Echoing the Kremlin line, the Pravda correspondent said Mr. Carter would do much better for peace and for himself by forsaking "silly adventurism" for more detente, support for the SALT II treaty on strategic arms, and disarmament across the board.
Socialist Industry's observer, whose words don't carry as much weight as Pravda's but do represent one line of official thinking, mentioned Mr. Reagan briefly, saying he was singlemindedly anti-Soviet and wanted a strong US defense
Amercians had to choose between his "dangerous and malicious words" and the "hypocritical adventurism" of Mr. Carter.
The observer spent much time trying to analyze Senator Kennedy's prospects. The Kremlin prefers Mr. Kennedy because of his liberalism and because of nostalgia for his late brother, John F. Kennedy.
Senator Kennedy calculates, the commentary said, that changes in both domestic and international events will benefit him at the Democratic convention.
The US economy was in a worse recession than Mr. Carter had predicted. Inflation was growing. Unemployment was spreading at a "catastrophic" rate. A Harris poll showed 75 percent of Americans believing they were in a serious recession and 68 percent believing unemployment would worsen.
The economic situation could not help the President.
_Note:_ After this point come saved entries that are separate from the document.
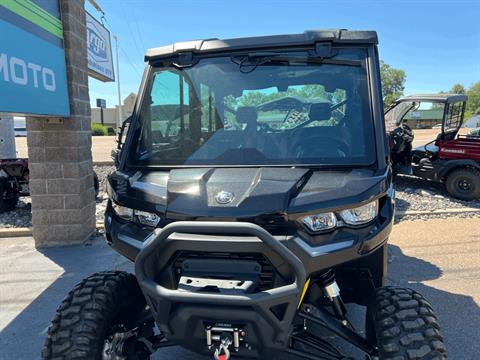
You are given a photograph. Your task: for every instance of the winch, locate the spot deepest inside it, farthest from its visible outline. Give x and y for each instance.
(221, 336)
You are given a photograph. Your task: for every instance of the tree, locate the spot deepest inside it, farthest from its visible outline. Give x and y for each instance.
(393, 83)
(473, 103)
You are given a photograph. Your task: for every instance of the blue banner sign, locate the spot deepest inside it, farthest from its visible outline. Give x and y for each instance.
(33, 77)
(100, 63)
Nor could the country's "intoxication" with the military chauvinism abroad.
In part the latest commentaries reflect wishful thinking on the part of the men in the Kremlin. So anti-Carter are Soviet leaders that they'll take anyone but him.
Still, the commentaries reflect caution. Much could still happen to upset predictions.
Kremlin leaders are convinced (from their own experience here) that US elections are rigged in advance by a few powerful figures in the US establishment.
But they don't know which way it going to go.
All they know is that they like neither of the two front-runners. Mr. Anderson probably can't win, they think -- and that leaves the Kremlin hoping for a Kennedy miracle.